The story of Kultura’s chief editor, Jerzy Giedroyc, and famous contributors such as Czesław Miłosz, Witold Gombrowicz, Ryszard Kapuściński, and Gustaw Herling-Grudziński, has been well documented in Polish literary and cultural history. Many poems, essays and short fiction that are now canonized in Polish letters were first published in Kultura.

This database and visualization project tells a more expansive story, largely about the dissemination and reception of this journal around the globe in different émigré communities. The maps show three concentric rings of participation among diaspora Poles:

  • Authors, featured as contributors to the journal;

  • Letter Writers, who send in short responses to the articles;

  • Funders, who sent in small donations to support the journal, and eventually for political causes in Poland itself.

Over the years 2010-2015, a small research team based at Ohio State University assembled a comprehensive database of the geolocations for these different groups. In the case of the authors, deeper biographical and literary historical research was necessary, as the journal does not often record where its contributors are writing from. Letter Writers and Funders were easier to trace, but noticeably more numerous -- especially as the drive to use Kultura as a medium of engagement with Polish politics grew.

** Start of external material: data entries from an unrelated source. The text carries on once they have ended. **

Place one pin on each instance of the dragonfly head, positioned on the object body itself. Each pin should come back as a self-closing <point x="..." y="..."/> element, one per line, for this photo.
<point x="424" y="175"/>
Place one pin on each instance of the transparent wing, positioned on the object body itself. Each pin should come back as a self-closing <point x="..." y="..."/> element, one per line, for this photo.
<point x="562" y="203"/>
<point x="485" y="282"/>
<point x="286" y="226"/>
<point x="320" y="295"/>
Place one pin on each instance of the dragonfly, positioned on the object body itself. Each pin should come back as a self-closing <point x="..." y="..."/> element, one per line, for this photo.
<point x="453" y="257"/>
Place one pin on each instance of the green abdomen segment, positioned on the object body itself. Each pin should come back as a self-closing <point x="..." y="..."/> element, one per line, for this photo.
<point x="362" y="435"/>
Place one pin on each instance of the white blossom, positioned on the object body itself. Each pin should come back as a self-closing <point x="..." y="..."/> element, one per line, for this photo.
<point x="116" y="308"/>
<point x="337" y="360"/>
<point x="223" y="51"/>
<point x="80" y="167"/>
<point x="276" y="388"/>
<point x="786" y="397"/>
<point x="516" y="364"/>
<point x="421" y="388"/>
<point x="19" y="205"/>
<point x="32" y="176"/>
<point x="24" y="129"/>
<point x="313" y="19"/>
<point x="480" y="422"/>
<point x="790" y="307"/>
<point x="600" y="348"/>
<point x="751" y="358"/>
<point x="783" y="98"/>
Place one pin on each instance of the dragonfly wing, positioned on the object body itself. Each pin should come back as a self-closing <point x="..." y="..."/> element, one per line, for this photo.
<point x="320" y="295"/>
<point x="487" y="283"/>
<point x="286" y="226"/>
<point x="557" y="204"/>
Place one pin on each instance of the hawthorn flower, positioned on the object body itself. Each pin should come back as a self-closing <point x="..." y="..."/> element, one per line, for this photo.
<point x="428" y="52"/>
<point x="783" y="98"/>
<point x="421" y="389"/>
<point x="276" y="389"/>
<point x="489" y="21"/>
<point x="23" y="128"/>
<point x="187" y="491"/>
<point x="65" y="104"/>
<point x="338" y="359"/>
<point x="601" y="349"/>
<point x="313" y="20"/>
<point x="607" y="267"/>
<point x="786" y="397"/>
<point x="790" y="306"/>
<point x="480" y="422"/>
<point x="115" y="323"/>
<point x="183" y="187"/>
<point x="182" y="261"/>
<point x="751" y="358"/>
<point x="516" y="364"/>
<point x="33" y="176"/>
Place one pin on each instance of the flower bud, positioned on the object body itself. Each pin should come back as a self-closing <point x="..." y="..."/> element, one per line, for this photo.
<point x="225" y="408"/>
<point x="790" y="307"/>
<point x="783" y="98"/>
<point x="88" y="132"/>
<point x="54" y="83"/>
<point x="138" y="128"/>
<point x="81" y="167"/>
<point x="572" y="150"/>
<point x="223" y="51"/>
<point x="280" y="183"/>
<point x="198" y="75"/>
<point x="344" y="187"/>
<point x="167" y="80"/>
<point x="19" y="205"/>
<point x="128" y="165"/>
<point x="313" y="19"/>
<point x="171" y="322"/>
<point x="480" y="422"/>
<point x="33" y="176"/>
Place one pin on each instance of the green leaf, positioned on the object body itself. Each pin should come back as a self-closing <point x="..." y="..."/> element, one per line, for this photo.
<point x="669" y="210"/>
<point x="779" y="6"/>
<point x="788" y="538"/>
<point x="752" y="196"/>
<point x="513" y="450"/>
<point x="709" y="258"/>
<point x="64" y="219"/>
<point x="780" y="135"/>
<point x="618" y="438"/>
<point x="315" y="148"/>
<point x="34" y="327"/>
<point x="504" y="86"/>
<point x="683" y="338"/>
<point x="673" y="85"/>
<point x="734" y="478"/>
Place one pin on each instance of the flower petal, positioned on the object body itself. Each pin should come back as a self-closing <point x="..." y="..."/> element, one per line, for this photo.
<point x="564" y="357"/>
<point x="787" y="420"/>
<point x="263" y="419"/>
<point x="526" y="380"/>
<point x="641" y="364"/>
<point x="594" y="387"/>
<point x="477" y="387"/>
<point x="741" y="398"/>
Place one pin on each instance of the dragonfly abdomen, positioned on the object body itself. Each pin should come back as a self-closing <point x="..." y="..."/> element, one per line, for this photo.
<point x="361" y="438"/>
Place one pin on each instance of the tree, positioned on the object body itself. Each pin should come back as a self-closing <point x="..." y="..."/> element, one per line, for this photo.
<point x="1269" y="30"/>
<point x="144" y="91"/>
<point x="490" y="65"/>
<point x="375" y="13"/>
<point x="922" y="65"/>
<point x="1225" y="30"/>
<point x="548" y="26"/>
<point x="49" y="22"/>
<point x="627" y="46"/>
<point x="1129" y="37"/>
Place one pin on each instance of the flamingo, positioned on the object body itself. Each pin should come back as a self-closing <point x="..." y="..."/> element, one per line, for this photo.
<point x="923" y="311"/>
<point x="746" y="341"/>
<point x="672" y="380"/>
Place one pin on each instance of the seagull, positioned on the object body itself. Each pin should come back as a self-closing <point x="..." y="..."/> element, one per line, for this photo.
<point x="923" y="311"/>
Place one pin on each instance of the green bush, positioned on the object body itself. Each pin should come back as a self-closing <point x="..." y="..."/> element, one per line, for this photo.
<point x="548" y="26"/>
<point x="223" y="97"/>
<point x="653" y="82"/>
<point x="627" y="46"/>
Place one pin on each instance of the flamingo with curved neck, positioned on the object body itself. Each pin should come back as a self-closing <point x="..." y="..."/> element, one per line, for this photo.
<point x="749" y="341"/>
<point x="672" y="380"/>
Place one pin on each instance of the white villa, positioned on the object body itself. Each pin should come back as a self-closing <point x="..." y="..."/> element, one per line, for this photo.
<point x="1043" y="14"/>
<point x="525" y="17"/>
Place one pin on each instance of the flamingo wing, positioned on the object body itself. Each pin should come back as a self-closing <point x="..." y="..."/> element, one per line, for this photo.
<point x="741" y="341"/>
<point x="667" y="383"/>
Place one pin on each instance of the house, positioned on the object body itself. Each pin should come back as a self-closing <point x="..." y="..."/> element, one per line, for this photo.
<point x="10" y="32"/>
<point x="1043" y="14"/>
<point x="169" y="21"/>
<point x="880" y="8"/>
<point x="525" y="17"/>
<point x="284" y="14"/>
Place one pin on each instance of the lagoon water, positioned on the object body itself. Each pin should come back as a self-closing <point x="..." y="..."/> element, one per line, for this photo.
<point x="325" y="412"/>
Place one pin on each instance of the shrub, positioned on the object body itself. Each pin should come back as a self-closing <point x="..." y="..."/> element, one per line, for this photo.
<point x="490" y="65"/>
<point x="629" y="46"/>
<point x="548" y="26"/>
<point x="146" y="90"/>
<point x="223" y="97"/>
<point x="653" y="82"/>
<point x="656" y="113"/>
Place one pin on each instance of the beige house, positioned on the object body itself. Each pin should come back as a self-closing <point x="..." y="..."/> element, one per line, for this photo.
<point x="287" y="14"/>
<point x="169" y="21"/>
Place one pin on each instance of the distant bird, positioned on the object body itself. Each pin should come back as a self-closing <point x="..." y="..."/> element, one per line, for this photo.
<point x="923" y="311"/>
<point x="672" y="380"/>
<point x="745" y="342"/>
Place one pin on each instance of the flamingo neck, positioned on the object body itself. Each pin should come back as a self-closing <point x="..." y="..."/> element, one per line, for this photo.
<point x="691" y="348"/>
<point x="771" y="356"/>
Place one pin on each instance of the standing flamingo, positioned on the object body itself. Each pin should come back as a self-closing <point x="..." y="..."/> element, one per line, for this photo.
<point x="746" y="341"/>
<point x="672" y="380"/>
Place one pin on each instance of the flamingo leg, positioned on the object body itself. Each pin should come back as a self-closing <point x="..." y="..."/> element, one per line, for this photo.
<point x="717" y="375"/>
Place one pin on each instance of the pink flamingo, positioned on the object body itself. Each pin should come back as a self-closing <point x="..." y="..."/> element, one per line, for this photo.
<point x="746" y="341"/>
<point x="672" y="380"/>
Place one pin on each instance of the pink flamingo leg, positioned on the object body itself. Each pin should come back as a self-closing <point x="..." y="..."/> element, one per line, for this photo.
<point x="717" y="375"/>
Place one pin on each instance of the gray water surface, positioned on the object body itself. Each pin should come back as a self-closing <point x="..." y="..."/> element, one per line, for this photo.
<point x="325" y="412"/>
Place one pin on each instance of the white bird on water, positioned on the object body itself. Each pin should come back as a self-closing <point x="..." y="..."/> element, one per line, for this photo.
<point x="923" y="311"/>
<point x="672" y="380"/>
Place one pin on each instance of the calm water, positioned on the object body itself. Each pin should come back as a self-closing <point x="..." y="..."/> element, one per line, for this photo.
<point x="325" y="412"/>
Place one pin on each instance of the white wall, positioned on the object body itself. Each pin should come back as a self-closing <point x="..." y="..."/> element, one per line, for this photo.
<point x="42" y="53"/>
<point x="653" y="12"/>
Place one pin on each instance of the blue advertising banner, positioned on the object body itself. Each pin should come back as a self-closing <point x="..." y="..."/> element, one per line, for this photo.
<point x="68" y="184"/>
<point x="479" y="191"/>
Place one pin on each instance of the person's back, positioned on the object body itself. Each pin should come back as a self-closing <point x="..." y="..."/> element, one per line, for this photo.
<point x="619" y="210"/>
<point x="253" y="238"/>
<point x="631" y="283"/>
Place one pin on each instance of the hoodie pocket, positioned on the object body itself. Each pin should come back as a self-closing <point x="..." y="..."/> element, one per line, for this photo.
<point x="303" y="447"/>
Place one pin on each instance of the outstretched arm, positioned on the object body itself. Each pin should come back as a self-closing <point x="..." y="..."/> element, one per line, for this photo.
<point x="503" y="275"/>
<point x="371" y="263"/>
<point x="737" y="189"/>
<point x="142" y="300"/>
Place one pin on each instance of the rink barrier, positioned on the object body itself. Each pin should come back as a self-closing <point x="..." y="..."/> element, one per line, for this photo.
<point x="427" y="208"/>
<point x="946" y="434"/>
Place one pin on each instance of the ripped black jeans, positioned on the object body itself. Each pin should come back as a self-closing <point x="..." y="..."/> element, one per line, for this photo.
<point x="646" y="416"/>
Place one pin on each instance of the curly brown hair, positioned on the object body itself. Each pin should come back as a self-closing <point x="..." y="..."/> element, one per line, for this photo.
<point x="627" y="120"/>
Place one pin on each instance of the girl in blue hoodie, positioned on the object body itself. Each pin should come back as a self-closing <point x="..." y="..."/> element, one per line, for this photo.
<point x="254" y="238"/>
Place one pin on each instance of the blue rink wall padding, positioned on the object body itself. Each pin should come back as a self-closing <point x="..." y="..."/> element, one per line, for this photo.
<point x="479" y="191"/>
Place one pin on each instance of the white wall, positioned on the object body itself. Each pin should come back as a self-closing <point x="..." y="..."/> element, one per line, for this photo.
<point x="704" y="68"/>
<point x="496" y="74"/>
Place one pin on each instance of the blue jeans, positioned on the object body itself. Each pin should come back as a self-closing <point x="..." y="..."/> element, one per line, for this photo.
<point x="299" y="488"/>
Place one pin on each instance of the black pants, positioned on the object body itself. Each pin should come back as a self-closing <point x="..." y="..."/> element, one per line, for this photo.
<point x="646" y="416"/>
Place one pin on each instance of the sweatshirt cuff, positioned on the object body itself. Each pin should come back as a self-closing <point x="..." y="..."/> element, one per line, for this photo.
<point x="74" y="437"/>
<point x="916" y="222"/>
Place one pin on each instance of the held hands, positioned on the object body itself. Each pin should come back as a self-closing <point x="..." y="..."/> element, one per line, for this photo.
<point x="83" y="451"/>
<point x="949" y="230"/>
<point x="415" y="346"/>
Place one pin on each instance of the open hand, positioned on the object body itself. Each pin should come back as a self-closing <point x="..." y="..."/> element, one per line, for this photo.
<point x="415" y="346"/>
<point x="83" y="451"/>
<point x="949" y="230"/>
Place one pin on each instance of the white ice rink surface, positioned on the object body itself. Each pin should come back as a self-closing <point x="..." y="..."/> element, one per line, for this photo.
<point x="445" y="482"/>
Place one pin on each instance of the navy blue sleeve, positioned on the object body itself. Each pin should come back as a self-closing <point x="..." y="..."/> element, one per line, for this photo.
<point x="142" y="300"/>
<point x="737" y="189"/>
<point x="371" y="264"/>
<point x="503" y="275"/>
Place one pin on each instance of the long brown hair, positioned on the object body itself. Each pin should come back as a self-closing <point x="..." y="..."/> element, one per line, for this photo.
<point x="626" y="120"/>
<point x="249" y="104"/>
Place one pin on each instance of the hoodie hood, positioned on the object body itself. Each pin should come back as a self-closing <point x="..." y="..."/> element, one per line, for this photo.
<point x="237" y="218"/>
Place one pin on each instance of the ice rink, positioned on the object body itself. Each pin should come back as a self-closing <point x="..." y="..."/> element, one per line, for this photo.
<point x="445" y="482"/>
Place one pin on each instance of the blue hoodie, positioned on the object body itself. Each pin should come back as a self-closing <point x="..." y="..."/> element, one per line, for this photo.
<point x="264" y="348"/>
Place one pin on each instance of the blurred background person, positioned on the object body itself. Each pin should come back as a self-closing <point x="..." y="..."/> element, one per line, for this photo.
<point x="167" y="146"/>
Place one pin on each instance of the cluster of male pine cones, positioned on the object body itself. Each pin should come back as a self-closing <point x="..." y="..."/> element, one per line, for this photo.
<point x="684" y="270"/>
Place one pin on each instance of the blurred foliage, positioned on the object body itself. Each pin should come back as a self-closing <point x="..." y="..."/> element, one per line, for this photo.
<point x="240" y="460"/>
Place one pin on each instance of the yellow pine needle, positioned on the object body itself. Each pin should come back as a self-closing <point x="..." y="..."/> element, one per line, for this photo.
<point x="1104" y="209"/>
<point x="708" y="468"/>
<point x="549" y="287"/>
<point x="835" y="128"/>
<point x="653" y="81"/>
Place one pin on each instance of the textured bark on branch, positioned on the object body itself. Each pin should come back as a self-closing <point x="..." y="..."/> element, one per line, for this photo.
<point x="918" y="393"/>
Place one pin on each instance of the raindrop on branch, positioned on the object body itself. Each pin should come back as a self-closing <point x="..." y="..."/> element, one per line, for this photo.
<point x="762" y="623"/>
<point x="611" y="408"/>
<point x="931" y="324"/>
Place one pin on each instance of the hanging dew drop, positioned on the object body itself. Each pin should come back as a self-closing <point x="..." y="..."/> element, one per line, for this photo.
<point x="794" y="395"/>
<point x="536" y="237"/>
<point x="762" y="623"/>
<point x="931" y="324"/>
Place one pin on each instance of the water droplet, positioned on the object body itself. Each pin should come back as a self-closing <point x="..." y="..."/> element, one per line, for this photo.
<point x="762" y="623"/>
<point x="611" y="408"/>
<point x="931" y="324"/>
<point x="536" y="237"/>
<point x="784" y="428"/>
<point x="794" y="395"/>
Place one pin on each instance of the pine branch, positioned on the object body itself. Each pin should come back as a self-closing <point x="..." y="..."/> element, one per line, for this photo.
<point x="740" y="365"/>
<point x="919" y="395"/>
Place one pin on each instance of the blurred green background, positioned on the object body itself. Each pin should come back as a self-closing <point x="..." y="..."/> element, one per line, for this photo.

We hope that this new way of reading the legendary journal Kultura at more of a distance than it has been seen before will challenge the conventional view of the Polish diaspora as bifurcated into an exclusive, elite intelligentsia and conservative, nationalist enclaves. These maps, particularly those of Kultura's funders, show a more fluid relationship between the emigre centers of cultural production and wider diasporic migration. Future studies of this and other Cold War emigre journals should investigate those connections in more depth, as well as links between and among journals on both sides of the Iron Curtain.

Credits

Jessie Labov (project director); Rebecca Dulemba, Patricja Pawlowska, Ewa Zegler-Poleska (researchers); Adam Pruss, Taylor Beale (GIS specialists)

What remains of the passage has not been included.